Data on the potential usefulness of Apple Watch in adults for the measurement of QTc interval are accumulating. Strik et al. measured QTc intervals using Apple Watch in adult patients from the outpatient or emergency department and reported high interobserver agreement, with an intraclass correlation coefficient of 0.92, and a measurement bias of ≤ 11 ms (with 95% LoAs between −67 to 54 ms) for awECG lead I, II, and V6 tracings compared with sECG measurements [7]. Spaccarotella et al. similarly reported in adult patients good interobserver agreement, with a Cohen’s kappa coefficient of 0.619, and a measurement bias of ≤15 ms (with 95% LoAs between −44 to 73 ms) for awECG lead I, II, and V2 tracings [8].
There is paucity of paediatric data on the comparison of QTc interval between awECG and sECG tracings. Kobel et al. compared awECG lead I QT intervals, among other parameters, against the sECG QT intervals in children with and without congenital heart disease and reported correlation coefficients of 0.827 and 0.830 in children with structurally normal heart and those with congenital heart disease, respectively [14]. However, inspection of their Bland-Altman plot revealed that the measurement bias was as high as −150 ms for a patient with an average QT interval of about 580 ms.
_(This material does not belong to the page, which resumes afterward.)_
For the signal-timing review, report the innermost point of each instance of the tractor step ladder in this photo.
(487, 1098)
The present study systemically evaluated for the first time QTc intervals acquired from three different leads by placement of the Apple Watch in different body positions, measured using an electronic caliper, and obtained from children and adolescents with and without congenital LQTS. We showed excellent intra- and interobserver agreements in the measurement of QTc interval and feasibility of obtaining optimal awECG tracings in more than 95% of patients for each of the three lead positions. Importantly, we found the QTc measurements based on awECG leads II and V5 tracings had a bias of ≤11 ms (with 95% LoAs between –33 and 53 ms), which was similar to that reported in adults [7], [8]. On the other hand, measurements based on awECG lead I had the highest average bias of 21 ms. The usually higher amplitude of T wave and the more obvious T wave offset in awECG lead II and V5 tracings probably account for their smaller measurement bias, rendering them more useful for the evaluation of QTc interval. The similar finding of Strik et al. of higher T wave amplitude in left lateral praecordial lead compared with that in other leads [7] lends support to our proposition.
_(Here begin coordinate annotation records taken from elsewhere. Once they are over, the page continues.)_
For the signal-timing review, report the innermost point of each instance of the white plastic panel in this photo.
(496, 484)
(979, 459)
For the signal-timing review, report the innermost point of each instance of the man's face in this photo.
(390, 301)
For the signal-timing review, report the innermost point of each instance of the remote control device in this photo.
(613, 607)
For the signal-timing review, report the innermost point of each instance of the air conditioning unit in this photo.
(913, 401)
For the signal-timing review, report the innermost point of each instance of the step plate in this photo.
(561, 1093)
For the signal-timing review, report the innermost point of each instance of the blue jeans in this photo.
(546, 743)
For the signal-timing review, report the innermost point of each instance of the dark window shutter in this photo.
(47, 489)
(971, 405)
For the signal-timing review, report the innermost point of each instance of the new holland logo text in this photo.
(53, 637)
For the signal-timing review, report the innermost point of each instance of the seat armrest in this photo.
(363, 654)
Few studies have focused on the detection of prolongation of QTc interval. In adult patients admitted to hospital for acute coronary syndrome and other cardiac conditions, a sensitivity of 69% and specificity of 88% in detecting prolongation of QTc interval (>460 ms) using awECG lead I, II, and V2 tracings have been reported [8]. The causes of prolongation of QTc interval are, however, unclear. In a study of sudden cardiac arrest-associated abnormalities in young adults, Nasarre et al. reported that the combination of awECG leads I, V1, V3, and V6 tracings has a sensitivity of 90% and a specificity of 100% in the diagnosis of prolonged QT intervals in 10 of their adult patients with LQTS, although details on the reproducibility and bias in QT and QTc measurements are lacking [18].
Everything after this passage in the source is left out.